Re: OT: copy a modern greek-encoded text

2009-12-29 Thread Liviu Andronic
On Mon, Dec 28, 2009 at 4:16 PM, Diego Queiroz  wrote:
> If the translation of this document is very important, I think you have to
> transliterate it by yourself or using an OCR tool (of course, this tool has
> to be able to distinguish Greek characters, so it won't be an easy task).
>
There is cuneiform and ocropus that might be able to recognize Greek
characters.

Otherwise, try the unprobable solution of pdf to word conversion [1].
Liviu

[1] http://www.pdftoword.com/


Re: OT: copy a modern greek-encoded text

2009-12-28 Thread Piero

> 
> If the translation of this document is very important, I think you have to
> transliterate it by yourself or using an OCR tool (of course, this tool has
> to be able to distinguish Greek characters, so it won't be an easy task).
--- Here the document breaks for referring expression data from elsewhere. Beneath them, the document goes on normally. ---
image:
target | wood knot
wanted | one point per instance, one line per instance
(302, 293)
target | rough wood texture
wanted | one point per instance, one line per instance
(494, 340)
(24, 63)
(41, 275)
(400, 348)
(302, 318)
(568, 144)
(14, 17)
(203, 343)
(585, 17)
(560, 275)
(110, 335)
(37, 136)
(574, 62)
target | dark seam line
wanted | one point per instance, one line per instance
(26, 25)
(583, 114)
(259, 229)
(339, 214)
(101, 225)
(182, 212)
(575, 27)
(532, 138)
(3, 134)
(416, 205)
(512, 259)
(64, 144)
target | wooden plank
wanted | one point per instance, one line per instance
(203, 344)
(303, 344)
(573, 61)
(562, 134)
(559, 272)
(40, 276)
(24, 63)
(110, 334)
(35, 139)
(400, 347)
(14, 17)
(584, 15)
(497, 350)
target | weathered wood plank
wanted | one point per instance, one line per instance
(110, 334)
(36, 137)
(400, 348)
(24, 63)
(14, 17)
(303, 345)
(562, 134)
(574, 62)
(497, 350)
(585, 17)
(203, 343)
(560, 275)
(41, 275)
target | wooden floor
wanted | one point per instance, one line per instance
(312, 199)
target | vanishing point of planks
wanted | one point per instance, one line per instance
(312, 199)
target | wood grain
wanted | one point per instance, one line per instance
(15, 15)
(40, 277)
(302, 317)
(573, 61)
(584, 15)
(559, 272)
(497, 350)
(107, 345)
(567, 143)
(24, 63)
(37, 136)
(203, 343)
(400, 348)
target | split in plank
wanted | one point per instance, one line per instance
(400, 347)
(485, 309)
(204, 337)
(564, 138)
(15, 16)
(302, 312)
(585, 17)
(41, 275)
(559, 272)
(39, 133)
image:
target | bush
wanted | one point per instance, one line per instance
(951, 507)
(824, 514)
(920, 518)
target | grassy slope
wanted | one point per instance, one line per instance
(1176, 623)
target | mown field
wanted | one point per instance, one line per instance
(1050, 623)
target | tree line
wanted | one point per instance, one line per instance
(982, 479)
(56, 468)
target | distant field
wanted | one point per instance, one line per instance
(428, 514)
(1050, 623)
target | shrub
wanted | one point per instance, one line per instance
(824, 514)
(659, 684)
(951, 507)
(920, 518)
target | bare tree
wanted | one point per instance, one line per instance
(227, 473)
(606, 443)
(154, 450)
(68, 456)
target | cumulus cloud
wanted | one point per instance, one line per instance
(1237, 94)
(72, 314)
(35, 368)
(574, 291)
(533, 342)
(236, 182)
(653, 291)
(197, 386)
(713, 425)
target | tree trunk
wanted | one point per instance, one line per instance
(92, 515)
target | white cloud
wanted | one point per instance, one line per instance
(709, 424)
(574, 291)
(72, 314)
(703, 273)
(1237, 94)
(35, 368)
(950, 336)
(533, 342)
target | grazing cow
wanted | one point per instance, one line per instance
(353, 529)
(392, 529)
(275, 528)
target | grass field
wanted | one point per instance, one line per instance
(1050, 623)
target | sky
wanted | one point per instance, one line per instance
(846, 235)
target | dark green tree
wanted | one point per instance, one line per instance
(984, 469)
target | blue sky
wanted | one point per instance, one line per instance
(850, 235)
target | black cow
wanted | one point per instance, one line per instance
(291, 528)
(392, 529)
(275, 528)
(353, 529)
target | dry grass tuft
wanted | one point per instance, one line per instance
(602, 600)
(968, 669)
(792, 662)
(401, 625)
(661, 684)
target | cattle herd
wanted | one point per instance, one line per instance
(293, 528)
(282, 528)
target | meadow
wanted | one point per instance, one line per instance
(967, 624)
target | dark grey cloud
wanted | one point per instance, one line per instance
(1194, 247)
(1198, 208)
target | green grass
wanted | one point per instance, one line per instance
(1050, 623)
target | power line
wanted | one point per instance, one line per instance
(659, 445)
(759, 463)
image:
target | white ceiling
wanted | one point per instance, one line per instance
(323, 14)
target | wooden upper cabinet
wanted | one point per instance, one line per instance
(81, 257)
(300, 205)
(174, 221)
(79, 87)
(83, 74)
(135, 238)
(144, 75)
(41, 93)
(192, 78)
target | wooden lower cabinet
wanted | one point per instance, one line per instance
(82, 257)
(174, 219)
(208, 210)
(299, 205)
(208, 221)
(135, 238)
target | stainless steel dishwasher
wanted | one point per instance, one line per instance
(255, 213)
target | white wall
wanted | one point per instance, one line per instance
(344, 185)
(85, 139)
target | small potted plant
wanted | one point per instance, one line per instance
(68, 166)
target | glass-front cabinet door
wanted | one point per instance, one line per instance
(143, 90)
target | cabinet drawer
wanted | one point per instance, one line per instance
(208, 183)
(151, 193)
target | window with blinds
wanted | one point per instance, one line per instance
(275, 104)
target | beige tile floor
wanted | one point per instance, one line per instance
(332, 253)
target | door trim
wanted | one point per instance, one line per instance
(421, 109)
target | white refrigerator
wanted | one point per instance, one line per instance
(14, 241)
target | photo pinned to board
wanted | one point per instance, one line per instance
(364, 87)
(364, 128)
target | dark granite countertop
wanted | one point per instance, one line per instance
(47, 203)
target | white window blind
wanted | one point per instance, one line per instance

Thanks, I will try to contact the author himself and ask him for a translation 
and/or the original file.

Thank you very much!!!




Re: OT: copy a modern greek-encoded text

2009-12-28 Thread Diego Queiroz
Piero Faustini,

This problem is very dificult to deal with.

It is happening because the document is not using Unicode. It is using
common ANSI format with an unusual font with Greek characters on place of
the ones you are used to (the font is embedded on the PDF file). This is why
you see "bad characters" when you copy and paste its content: your editor is
using a font with a different encoding than the pasted data.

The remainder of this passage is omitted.